According to anti-Assad activists who posted videos online, loyalist militias destroyed the minaret because it dominated the Aleppo citadel, which is controlled by Assad’s forces.

At least 7,837 children have been killed “by forces loyal to the Damascus regime” since the Syrian conflict began through April 6, the National Observatory on Human Rights made known on Wednesday. That number is 6,190, according to the Center for Documentation of Violations in Syria. According to the Observatory’s count, 2,343 were girls, 5,494 were boys, 1,930 were under 10 years old, and 348 were newborns.
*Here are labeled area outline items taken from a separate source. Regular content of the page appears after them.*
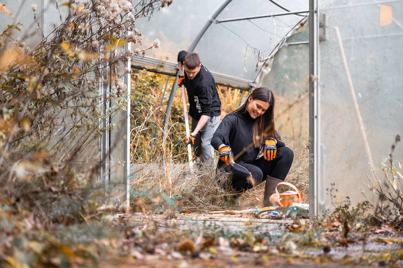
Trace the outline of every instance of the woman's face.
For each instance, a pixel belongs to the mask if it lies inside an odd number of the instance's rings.
[[[269,108],[270,104],[267,101],[260,101],[253,99],[251,96],[248,99],[249,104],[246,110],[249,113],[251,117],[254,119],[264,113],[266,110]]]

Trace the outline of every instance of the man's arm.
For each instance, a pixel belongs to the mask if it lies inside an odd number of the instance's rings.
[[[195,130],[190,134],[193,136],[196,136],[200,130],[202,129],[202,128],[203,127],[204,125],[206,124],[206,123],[207,122],[207,120],[210,118],[210,117],[208,115],[202,115],[200,117],[200,119],[199,120],[199,122],[197,122],[197,124],[196,126]]]

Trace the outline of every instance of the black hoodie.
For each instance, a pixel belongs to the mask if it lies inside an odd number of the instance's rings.
[[[188,53],[182,50],[178,54],[178,61],[182,62]],[[221,102],[216,88],[212,75],[202,64],[199,73],[189,79],[185,72],[185,86],[187,91],[189,115],[199,120],[202,115],[221,115]]]

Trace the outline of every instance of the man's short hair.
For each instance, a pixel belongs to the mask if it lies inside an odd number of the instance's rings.
[[[200,58],[197,53],[189,53],[185,57],[185,64],[190,69],[199,67],[200,64]]]

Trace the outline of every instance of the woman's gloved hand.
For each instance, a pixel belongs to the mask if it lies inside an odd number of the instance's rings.
[[[276,158],[277,153],[277,146],[276,146],[276,139],[269,138],[264,142],[264,149],[263,151],[263,157],[268,161],[272,160]]]
[[[234,162],[234,153],[231,150],[231,147],[225,145],[220,149],[220,159],[228,165],[232,165]]]

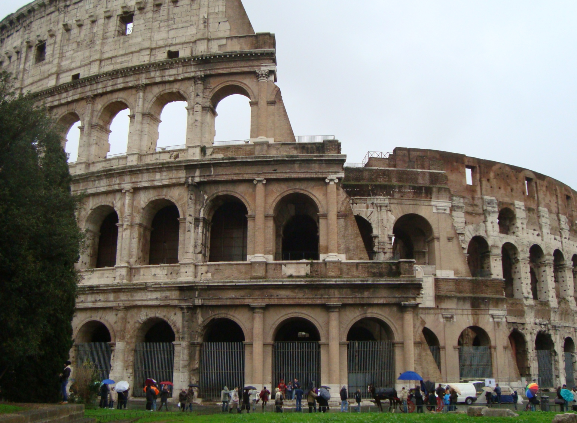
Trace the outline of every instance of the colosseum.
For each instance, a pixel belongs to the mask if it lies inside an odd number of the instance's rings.
[[[241,0],[35,0],[0,22],[0,44],[63,145],[80,125],[74,364],[134,396],[153,377],[205,400],[293,378],[366,395],[405,370],[574,384],[567,185],[434,150],[347,163],[335,137],[295,136],[275,36],[255,33]],[[215,143],[233,94],[249,102],[250,139]],[[175,101],[185,144],[157,148]],[[126,151],[110,156],[125,109]]]

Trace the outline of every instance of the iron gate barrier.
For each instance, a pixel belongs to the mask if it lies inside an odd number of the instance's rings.
[[[395,347],[392,341],[350,341],[347,348],[349,368],[349,396],[370,398],[367,387],[395,387]]]
[[[112,350],[108,342],[83,342],[76,349],[76,363],[89,362],[96,369],[100,380],[107,379],[110,375],[111,358]]]
[[[493,377],[490,347],[459,347],[459,373],[462,382]]]
[[[543,388],[552,388],[553,383],[553,360],[551,359],[550,350],[537,350],[537,370],[539,377],[541,380],[539,385]]]
[[[318,342],[275,342],[274,350],[273,386],[278,385],[280,379],[288,383],[294,379],[298,379],[303,389],[309,382],[320,385],[321,347]]]
[[[172,342],[138,342],[134,350],[133,396],[145,396],[144,382],[172,382],[174,371],[174,344]],[[172,387],[168,387],[172,395]]]
[[[567,389],[571,390],[575,386],[575,381],[573,372],[573,353],[565,353],[565,383]]]
[[[198,396],[220,400],[220,391],[227,387],[244,387],[243,342],[203,342],[200,350],[200,381]]]

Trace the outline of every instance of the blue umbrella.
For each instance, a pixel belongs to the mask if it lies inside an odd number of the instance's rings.
[[[405,372],[402,373],[400,376],[397,378],[399,380],[422,380],[423,378],[421,377],[418,373],[415,373],[414,372]]]

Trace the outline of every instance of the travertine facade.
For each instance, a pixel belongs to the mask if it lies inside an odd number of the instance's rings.
[[[243,343],[235,369],[256,386],[293,377],[277,343],[304,339],[319,361],[300,377],[335,389],[406,370],[574,383],[568,186],[430,150],[346,166],[338,141],[295,138],[274,35],[254,33],[240,0],[36,0],[0,23],[0,43],[2,69],[48,106],[63,142],[80,122],[70,171],[89,242],[73,355],[108,342],[111,377],[137,385],[145,345],[170,344],[167,377],[206,398],[222,342]],[[251,139],[215,145],[232,94],[250,100]],[[156,151],[173,101],[188,103],[186,145]],[[126,108],[127,152],[107,158]],[[355,349],[369,340],[387,352],[363,367]]]

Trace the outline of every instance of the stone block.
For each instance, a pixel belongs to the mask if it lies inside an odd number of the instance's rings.
[[[577,423],[577,414],[572,413],[557,414],[553,418],[552,423]]]
[[[467,415],[470,417],[481,417],[483,415],[483,410],[488,407],[469,407],[467,409]]]

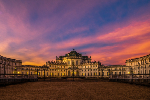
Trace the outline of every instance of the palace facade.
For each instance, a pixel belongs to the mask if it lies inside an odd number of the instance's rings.
[[[109,77],[110,75],[150,74],[150,54],[126,60],[125,63],[126,65],[104,66],[100,61],[92,61],[91,56],[83,56],[74,50],[64,56],[56,56],[56,61],[47,61],[43,66],[22,65],[22,60],[0,56],[0,77],[12,76],[3,74],[30,76],[38,74],[38,77],[44,77],[44,72],[45,77]]]
[[[86,76],[92,77],[98,75],[98,68],[101,62],[92,62],[91,56],[82,56],[76,51],[71,51],[65,56],[56,56],[56,61],[46,62],[50,75],[56,77],[63,76]]]

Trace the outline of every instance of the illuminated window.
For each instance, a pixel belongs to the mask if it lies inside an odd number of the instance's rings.
[[[119,75],[121,75],[121,72],[119,72]]]
[[[76,61],[76,65],[78,65],[78,60]]]
[[[68,64],[70,65],[70,61],[68,61]]]

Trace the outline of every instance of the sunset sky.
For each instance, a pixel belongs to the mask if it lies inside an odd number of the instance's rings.
[[[72,49],[104,65],[150,54],[150,0],[0,0],[0,55],[43,65]]]

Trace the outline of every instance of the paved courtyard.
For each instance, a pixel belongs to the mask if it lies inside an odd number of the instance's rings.
[[[28,82],[0,87],[0,100],[150,100],[150,87],[117,82]]]

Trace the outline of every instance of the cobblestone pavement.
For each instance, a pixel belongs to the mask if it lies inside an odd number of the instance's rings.
[[[0,87],[0,100],[150,100],[150,87],[117,82],[28,82]]]

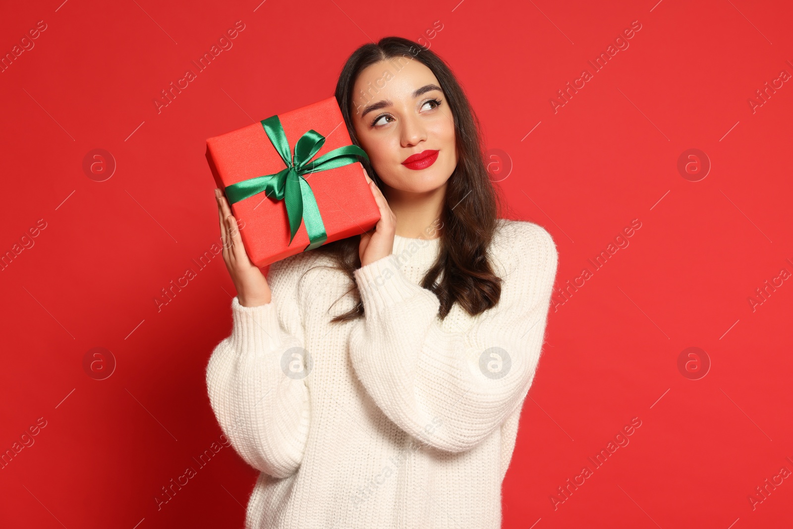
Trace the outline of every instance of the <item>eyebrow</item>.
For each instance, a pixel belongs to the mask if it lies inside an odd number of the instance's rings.
[[[431,83],[428,85],[424,85],[421,88],[416,89],[416,90],[413,92],[413,98],[416,99],[422,94],[426,94],[427,92],[431,92],[434,90],[439,90],[441,93],[443,92],[443,90],[441,90],[440,86],[439,86],[436,84]],[[366,107],[363,109],[363,112],[361,113],[361,117],[363,117],[370,112],[374,112],[375,110],[379,110],[380,109],[384,109],[387,106],[393,106],[393,102],[392,102],[390,99],[386,99],[385,101],[378,101],[377,102],[373,103],[369,106]]]

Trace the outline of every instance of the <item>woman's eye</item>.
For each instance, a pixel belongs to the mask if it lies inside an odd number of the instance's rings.
[[[440,105],[440,102],[441,102],[438,101],[437,99],[430,99],[429,101],[426,102],[423,105],[422,105],[421,108],[424,108],[425,105],[429,105],[430,103],[432,103],[433,106],[430,108],[430,109],[431,110],[432,109],[434,109],[434,108],[437,107],[439,105]]]
[[[374,121],[372,122],[372,126],[374,127],[374,126],[377,125],[385,125],[385,123],[378,123],[380,121],[380,120],[384,119],[385,117],[391,117],[389,116],[388,114],[383,114],[382,116],[378,116],[374,120]]]

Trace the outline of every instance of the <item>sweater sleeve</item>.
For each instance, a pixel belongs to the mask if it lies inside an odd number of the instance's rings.
[[[224,433],[246,462],[274,477],[300,466],[311,416],[297,288],[302,267],[294,266],[300,260],[270,266],[267,305],[243,307],[232,300],[232,334],[215,347],[206,369]]]
[[[410,282],[393,254],[355,270],[366,319],[351,335],[355,372],[377,405],[404,431],[460,452],[519,408],[539,361],[556,276],[550,234],[519,223],[508,241],[498,305],[466,332],[447,332],[431,291]]]

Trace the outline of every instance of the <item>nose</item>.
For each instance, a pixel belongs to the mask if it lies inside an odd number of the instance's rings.
[[[427,140],[427,128],[417,116],[408,116],[402,121],[400,133],[402,147],[415,147]]]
The cities with most child victims of the war are Aleppo (1,531) and Damascus (1,506). The children have been shot to death by snipers, executed in mass murders, and died under torture, the Observatory said. Children have been killed “in summary executions, their throats cut with knives, as in the May 25, 2012 massacre in the village of Houla near Homs” in which more than 100 people, most of them children, died. Others were “shot by snipers”, others still died “under torture”. Of an estimated 194,000 Syrians detained by government forces, over 9,000 are children. Assad’s forces have not spared them violent methods of torture, with no distinction between adults and minors”, the Observatory said. “Many former detainees have reported to activists that they heard children being tortured, screaming for their mothers and begging to be freed”, the Observatory reported.